BOGOTA (Reuters) - Colombia, the world’s fourth-largest exporter of coal, faces a potential spending crunch in 2020 as royalties from the fuel decline amid a supply glut and slowing economic growth in China.
The fuel provides some 80% of the Andean country’s mining royalties, totaling hundreds of millions of dollars in income each year, and is the second-largest generator of foreign exchange behind oil.
Government data shows coal exports fell by 18% in the first half of the year, to a value of $3.6 billion. Prices for thermal coal have fallen about 37% since the start of the year and that will affect royalties, which are calculated six months in advance and therefore lag behind price changes.
A decline in royalties could hurt planned investment by President Ivan Duque’s government, which is already grappling with congressional resistance to economic proposals, expensive post-conflict social programs and low approval ratings.
“If this trend of falling prices continues there will be a reduction in royalties that we would see reflected more toward the beginning of next year,” Vice Minister for Mining Carolina Rojas said on the sidelines of an event this month.
Coal companies paid 1.87 trillion pesos, about $555.8 million, in royalties in 2018, according to the private Colombian Mining Association. Royalties were going strong at 1.1 trillion pesos in the first half of 2019, according to the energy ministry, reflecting the lag in payments.
Colombian coal companies have said they anticipate steady production, but the mining association said this month that output will likely fall to 80 million tonnes in 2019, from 84 million last year.
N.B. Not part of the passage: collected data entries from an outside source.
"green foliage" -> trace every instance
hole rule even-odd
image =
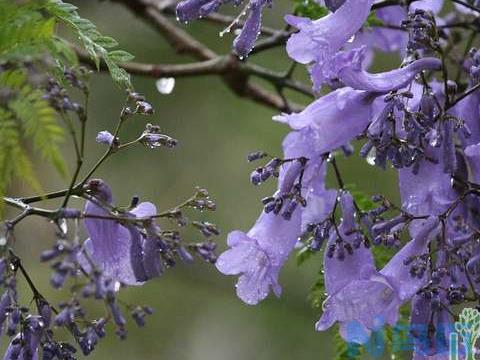
[[[34,150],[66,176],[65,163],[58,147],[64,132],[57,123],[56,112],[42,98],[42,92],[32,88],[25,74],[19,70],[1,74],[0,83],[15,92],[8,108],[18,120],[24,138],[30,139]]]
[[[340,336],[340,331],[335,331],[335,360],[357,360],[362,358],[364,349],[358,344],[348,344]]]
[[[317,275],[317,280],[310,288],[310,292],[308,293],[307,297],[312,308],[316,310],[322,309],[322,304],[327,298],[325,291],[325,280],[323,273],[320,271]]]
[[[14,177],[23,179],[34,189],[40,185],[33,174],[32,163],[21,143],[21,128],[13,113],[0,108],[0,194],[5,194]],[[0,202],[0,209],[3,202]]]
[[[121,86],[131,88],[129,74],[118,64],[132,60],[132,54],[124,50],[110,51],[109,49],[118,45],[117,41],[111,37],[103,36],[91,21],[80,17],[76,6],[64,3],[61,0],[49,0],[46,10],[74,31],[82,47],[95,61],[97,68],[100,67],[100,61],[103,59],[112,79]]]
[[[57,124],[56,112],[42,98],[42,92],[28,83],[21,70],[4,71],[0,74],[0,84],[9,92],[8,101],[0,108],[0,195],[6,193],[14,177],[34,189],[40,188],[25,150],[27,143],[66,176],[59,149],[63,129]]]
[[[361,211],[370,211],[376,208],[376,205],[370,196],[363,191],[358,190],[355,184],[345,185],[345,190],[348,190],[352,194],[355,203]]]
[[[293,13],[297,16],[317,20],[329,13],[326,7],[318,5],[314,0],[294,0],[294,3]]]
[[[97,67],[103,60],[115,83],[131,88],[118,64],[133,56],[113,50],[117,41],[81,18],[76,6],[61,0],[0,0],[0,197],[14,179],[39,189],[26,149],[67,175],[59,148],[63,116],[43,98],[48,78],[65,83],[64,70],[78,66],[72,45],[58,34],[62,24]]]
[[[372,11],[370,15],[368,15],[367,21],[365,22],[365,26],[382,26],[383,21],[377,17],[377,13]]]

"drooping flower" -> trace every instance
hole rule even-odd
[[[375,75],[346,67],[342,70],[345,81],[361,90],[335,90],[300,113],[282,114],[274,120],[287,123],[294,130],[308,129],[312,132],[315,152],[327,153],[347,144],[367,129],[379,110],[373,106],[376,98],[388,91],[404,88],[418,72],[437,66],[437,59],[423,59],[405,68]]]
[[[181,22],[196,20],[215,12],[221,5],[233,3],[238,6],[243,0],[183,0],[177,5],[177,19]],[[262,21],[262,10],[265,6],[270,6],[271,0],[249,0],[242,15],[247,15],[245,24],[240,34],[233,42],[235,53],[240,57],[246,57],[253,49],[255,41],[260,34]],[[229,26],[227,29],[230,30]]]
[[[340,334],[349,342],[365,343],[371,332],[383,324],[395,324],[400,306],[427,282],[414,278],[406,259],[422,254],[438,227],[430,218],[421,231],[381,270],[377,271],[369,249],[359,248],[343,261],[325,256],[325,288],[328,298],[318,331],[340,323]]]
[[[292,132],[283,143],[285,158],[310,156],[303,169],[301,183],[301,193],[307,196],[307,209],[309,196],[317,197],[318,208],[322,206],[320,197],[327,193],[324,187],[325,164],[311,152],[313,141],[308,132]],[[284,164],[275,196],[280,197],[290,192],[301,172],[298,162]],[[293,201],[290,200],[290,203]],[[329,205],[323,206],[326,208]],[[283,203],[283,207],[288,209],[289,203]],[[264,211],[248,233],[233,231],[228,235],[227,243],[230,249],[220,255],[216,266],[226,275],[240,275],[237,295],[247,304],[254,305],[265,299],[270,288],[275,295],[280,295],[278,275],[302,233],[302,216],[305,211],[296,207],[288,218],[273,211]]]
[[[4,360],[38,359],[38,347],[45,328],[43,318],[38,315],[28,315],[23,320],[22,328],[22,333],[10,341]]]
[[[297,114],[282,114],[274,120],[287,123],[293,130],[309,129],[317,153],[326,153],[345,145],[364,131],[371,119],[375,96],[342,88],[314,101]]]
[[[152,240],[144,238],[133,223],[121,224],[109,218],[108,208],[113,204],[113,197],[105,182],[91,180],[88,189],[95,200],[89,200],[85,205],[85,226],[89,238],[84,242],[84,251],[105,277],[127,285],[142,284],[155,275],[150,271],[147,274],[145,267],[145,259],[152,254],[146,254],[144,248],[151,249],[148,244]],[[132,209],[128,216],[148,218],[155,214],[155,205],[143,202]]]
[[[235,53],[242,59],[253,49],[262,26],[262,11],[268,5],[268,0],[251,0],[249,14],[240,34],[233,41]]]
[[[297,28],[287,42],[288,55],[302,64],[313,64],[310,73],[314,89],[336,76],[335,57],[362,27],[373,0],[346,0],[334,13],[312,21],[287,15],[285,21]]]

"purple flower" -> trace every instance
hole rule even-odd
[[[312,64],[314,88],[335,77],[335,57],[362,27],[373,0],[346,0],[334,13],[312,21],[287,15],[285,21],[299,29],[287,42],[288,55],[302,64]]]
[[[384,323],[395,324],[400,306],[427,282],[426,278],[412,279],[405,261],[428,249],[438,223],[436,218],[425,221],[417,236],[380,272],[375,270],[370,250],[363,247],[343,261],[325,256],[325,287],[329,296],[316,329],[326,330],[338,321],[346,341],[365,343],[371,331]],[[335,238],[330,244],[333,241]]]
[[[422,160],[417,174],[411,168],[399,171],[402,205],[413,215],[440,215],[457,198],[450,175],[443,171],[440,151],[430,149],[427,155],[440,164]]]
[[[262,11],[267,0],[251,0],[249,14],[240,34],[233,41],[233,49],[240,59],[246,57],[253,49],[262,25]]]
[[[292,129],[312,132],[314,151],[322,154],[347,144],[364,131],[372,116],[374,96],[343,88],[321,97],[297,114],[282,114],[274,120]]]
[[[99,144],[112,145],[115,137],[108,131],[100,131],[95,139]]]
[[[218,8],[227,3],[240,5],[242,0],[184,0],[177,5],[177,20],[187,23],[215,12]],[[262,10],[270,6],[271,0],[250,0],[242,15],[248,13],[245,24],[240,34],[233,41],[235,53],[240,57],[246,57],[253,49],[255,41],[260,34]],[[232,24],[233,25],[233,24]],[[230,25],[226,31],[230,31]],[[221,33],[222,34],[222,33]]]
[[[45,328],[40,316],[28,315],[22,333],[16,335],[7,347],[4,360],[37,360],[38,346]]]
[[[84,251],[105,277],[127,285],[140,285],[149,278],[144,260],[152,254],[145,254],[144,247],[147,244],[146,248],[150,249],[151,240],[145,239],[133,223],[120,224],[114,219],[104,219],[111,217],[107,209],[113,203],[107,184],[102,180],[91,180],[88,187],[95,200],[89,200],[85,205],[85,226],[90,237],[84,242]],[[155,214],[155,205],[143,202],[128,216],[148,218]]]
[[[338,70],[338,78],[353,89],[386,93],[404,88],[424,70],[439,70],[441,66],[442,62],[436,58],[423,58],[380,74],[370,74],[358,66],[346,66]]]
[[[285,158],[311,155],[304,169],[301,186],[302,194],[307,194],[307,208],[292,211],[289,220],[273,212],[263,212],[248,233],[233,231],[229,234],[227,243],[230,249],[221,254],[216,262],[220,272],[240,275],[237,295],[247,304],[257,304],[266,298],[270,288],[277,296],[280,295],[278,274],[302,232],[302,222],[305,222],[302,216],[308,209],[309,199],[317,197],[317,209],[333,207],[334,196],[324,186],[325,165],[320,157],[316,158],[312,153],[311,146],[315,139],[310,135],[304,131],[292,132],[283,142]],[[290,192],[300,172],[298,162],[283,165],[276,195]],[[325,194],[330,194],[330,197],[324,198]]]

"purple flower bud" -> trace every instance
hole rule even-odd
[[[137,101],[136,111],[142,115],[152,115],[154,113],[152,104],[146,101]]]
[[[345,0],[325,0],[325,6],[328,8],[330,11],[337,11],[340,6],[343,5]]]
[[[262,10],[265,6],[265,0],[251,1],[250,4],[250,13],[245,21],[245,25],[240,34],[233,41],[233,48],[240,59],[248,56],[260,34]]]
[[[252,161],[260,160],[260,159],[263,159],[266,156],[267,156],[267,154],[264,153],[263,151],[256,151],[256,152],[248,154],[247,161],[252,162]]]
[[[95,139],[99,144],[112,145],[115,137],[108,131],[100,131]]]
[[[181,245],[180,245],[180,246],[177,248],[177,254],[178,254],[178,256],[180,257],[180,259],[182,259],[183,262],[185,262],[185,263],[187,263],[187,264],[193,263],[193,260],[194,260],[194,259],[193,259],[192,254],[190,254],[190,253],[188,252],[188,250],[185,249],[184,246],[181,246]]]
“We are monitoring it because it would have an impact on all the investments that are associated with royalties and resources and the rest,” Vice Minister Rojas said.
Ratings agencies Fitch and Moody’s have warned that the Andean country’s credit rating is at risk of being cut, with Moody’s citing high debt levels and the need to boost tax revenue.
Slowing economic growth in China, the world’s biggest market for coal, is weighing on expectations for demand for thermal coal, while a global trend toward cleaner energy is compounding a supply glut.
Hot weather has also been a factor in lower production, as heat increases coal dust and forces mines to produce less to comply with environmental regulations.
The government will struggle to find replacements for the royalties, said analyst Sergio Guzman of Colombia Risk Analysis.
“It doesn’t really have a concrete plan to replace hydrocarbon incomes,” said Guzman. “In the short and medium-term there’s very little the government can actually do to replace these incomes other than fracking and offshore oil hitting the jackpot.”
The finance ministry did not respond to a request for comment.
Colombia suffered through a sharp, $80 million fall in royalties between 2015 and 2016, which came in tandem with a global plunge in the price of oil, the country’s most important export.
The government’s two-year royalty plan for 2019 and 2020 anticipates 3.28 trillion pesos in payments from miners, of which coal accounts for about 80%.